Now, the ritual is louder, more active: I hear her laughter and squeals of delight and lay still, ears poised to catch the consonant-vowel combinations she so casually drops into her stream of babbling come through the monitor. I hear the distinct “thump” as she kicks the crib mattress and wonder what position I will find her in (we don’t like to repeat our geographic feats, you see.)

I walk softly into her room, undetected for a moment. She is usually busy chattering conspiratorially with her lovey, and when she looks up and sees me there, she is a wriggling, giggling, gasping bundle of exhilaration. No doubt about it, she is ready to start her day.

Those moments, when we meet eyes and she laughs and smiles and her arms thrash and her legs flail and if she could, she would bound out of her crib and into my arms completely by her own volition, are the best way I could ever imagine starting a day.

It hit me recently that this other routine of ours, this rhythm we found, also means the slow, lazy stretch of the newborn is no more. Never more.

I want to carve that image into my memory permanently, so it does not slip away the way time seems to these days. I don’t want to say this is bittersweet because there is no bitter. Just a wistfulness, and the exhortation that time must slow down. Not because I want her to stay a baby—knowing her sparkly self now, I cannot wait to see the person she becomes. But rather, because as I sometimes whisper in her ear at night when she curls up on my shoulder and settles in for a sleepy hug,

It is too good to go this fast.

I don’t want to miss a minute of it.

Friday, March 25, 2011

IRL: The Rare Disease Edition

So, last weekend I met and had brunch with a fellow PCD patient. (Hello, L, if you are reading this!)

That sentence is actually pretty monumental. You see, it is the first time I have ever met someone with PCD (and bronchiectasis) in person. And, for all I know, it could be the last.

(There was that one time a young PCDer happened upon a book reading I was doing for Life Disrupted totally by coincidence, but we were both a little under the weather and therefore could not come in contact with each other, so I saw him from afar but did not meet him.)

It is a reality of life with rare diseases that we can go years, decades, even lifetimes, without meeting other patients in person. When I was first correctly diagnosed, I can’t tell you how helpful it was to know other people like me existed, and to read their stories and advice online. The impact of the Internet on the patient experience in general and the rare disease patient in particular is so important and so layered I plan to tackle it on its own and in other venues.

As you know, I am staunch believer that our experiences as patients with chronic illness unite us more than our different symptoms and diagnoses, and I will always believe that. At the end of the day, dealing with acceptance, control, relationships, balance, work, families, etc are universal challenges.

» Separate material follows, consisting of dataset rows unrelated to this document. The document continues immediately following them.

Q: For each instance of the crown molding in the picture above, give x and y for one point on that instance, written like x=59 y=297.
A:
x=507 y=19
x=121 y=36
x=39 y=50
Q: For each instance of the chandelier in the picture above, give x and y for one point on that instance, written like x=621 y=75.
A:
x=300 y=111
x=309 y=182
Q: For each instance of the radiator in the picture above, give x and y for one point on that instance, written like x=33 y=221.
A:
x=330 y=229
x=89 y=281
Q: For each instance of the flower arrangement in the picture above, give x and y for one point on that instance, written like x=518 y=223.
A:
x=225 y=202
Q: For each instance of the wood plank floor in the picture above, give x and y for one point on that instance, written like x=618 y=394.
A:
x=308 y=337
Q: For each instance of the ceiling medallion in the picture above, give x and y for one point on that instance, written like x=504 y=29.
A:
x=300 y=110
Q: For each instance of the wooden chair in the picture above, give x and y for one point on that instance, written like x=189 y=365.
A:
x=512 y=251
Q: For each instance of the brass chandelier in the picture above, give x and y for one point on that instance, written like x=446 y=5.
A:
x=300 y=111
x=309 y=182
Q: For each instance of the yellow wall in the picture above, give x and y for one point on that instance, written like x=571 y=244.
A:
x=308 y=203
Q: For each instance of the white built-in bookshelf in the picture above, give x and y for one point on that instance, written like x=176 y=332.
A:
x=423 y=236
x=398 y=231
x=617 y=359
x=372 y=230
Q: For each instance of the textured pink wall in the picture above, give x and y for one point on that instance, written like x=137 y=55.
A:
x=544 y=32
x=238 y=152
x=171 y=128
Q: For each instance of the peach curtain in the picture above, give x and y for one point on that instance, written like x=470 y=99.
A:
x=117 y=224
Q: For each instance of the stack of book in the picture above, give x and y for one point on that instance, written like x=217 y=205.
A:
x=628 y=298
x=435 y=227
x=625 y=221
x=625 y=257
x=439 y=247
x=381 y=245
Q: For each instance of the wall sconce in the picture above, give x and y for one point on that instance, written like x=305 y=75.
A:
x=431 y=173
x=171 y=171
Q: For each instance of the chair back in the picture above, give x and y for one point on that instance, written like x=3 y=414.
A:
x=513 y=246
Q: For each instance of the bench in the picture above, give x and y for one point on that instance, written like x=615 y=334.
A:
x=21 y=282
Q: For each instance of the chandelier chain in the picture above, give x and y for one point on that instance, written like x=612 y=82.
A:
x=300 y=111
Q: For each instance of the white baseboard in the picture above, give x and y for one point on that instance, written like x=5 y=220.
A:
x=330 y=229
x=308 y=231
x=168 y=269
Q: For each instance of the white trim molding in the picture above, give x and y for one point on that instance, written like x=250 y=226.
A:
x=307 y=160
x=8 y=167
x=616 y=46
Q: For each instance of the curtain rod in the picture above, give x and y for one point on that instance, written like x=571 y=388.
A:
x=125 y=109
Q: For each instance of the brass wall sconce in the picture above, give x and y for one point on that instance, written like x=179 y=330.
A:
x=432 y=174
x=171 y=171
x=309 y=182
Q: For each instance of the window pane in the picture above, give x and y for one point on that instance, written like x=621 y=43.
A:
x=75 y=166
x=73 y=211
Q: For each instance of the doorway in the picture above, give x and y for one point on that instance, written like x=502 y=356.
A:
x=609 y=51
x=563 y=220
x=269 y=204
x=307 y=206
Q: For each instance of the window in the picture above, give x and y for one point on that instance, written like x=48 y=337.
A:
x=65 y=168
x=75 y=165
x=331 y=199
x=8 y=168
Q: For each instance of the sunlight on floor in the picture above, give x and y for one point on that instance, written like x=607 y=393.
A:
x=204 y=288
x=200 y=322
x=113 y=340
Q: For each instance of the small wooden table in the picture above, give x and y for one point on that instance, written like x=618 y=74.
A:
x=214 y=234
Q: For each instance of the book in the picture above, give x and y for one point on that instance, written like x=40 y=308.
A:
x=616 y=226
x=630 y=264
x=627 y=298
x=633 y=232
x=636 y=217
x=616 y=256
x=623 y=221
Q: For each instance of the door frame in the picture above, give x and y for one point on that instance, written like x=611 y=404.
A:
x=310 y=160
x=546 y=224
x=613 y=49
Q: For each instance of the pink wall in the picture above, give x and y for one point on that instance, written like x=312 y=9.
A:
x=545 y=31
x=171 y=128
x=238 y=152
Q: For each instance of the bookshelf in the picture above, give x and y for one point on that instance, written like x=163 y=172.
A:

However, there is something so different about seeing someone in person. To drink coffee and swap stories with someone whose experience so closely mirrors your own. (In our cases, collapsed lungs and pneumonia at birth; frequent and serious infections throughout childhood and on; multiple surgeries; multiple hospitalizations; incorrect labels and diagnoses; secondary conditions like bronchiectasis and infertility; etc, etc.)

Oh, and we could cough and it was no big deal, and no asked if we needed water or were sick because everyone at the table knew that cough was as natural to us as the inhaling and exhaling everyone else does that we can never take for granted.

I don’t want to say it was validating, because I have my correct diagnoses and treatments now and am past needing validation. I think comforting is the right word, because despite technology and blogs and social media and online forums and everything else, being a patient with a disease nobody recognizes and nobody around you has can be isolating.

How many of you have felt that way?

(And I’m not talking about the health care delivery implications of people not recognizing it; I’m speaking strictly of the social and emotional aspects of living with these conditions.)

A sense of community is harder to come by when it comes to rare diseases. There are no disease awareness months, trendy wristbands, walk-a-thons, etc. Thankfully we have the umbrella National Organization for Rare Disorders, and numerous disease-specific work tirelessly to advocate and research for new medications and treatments.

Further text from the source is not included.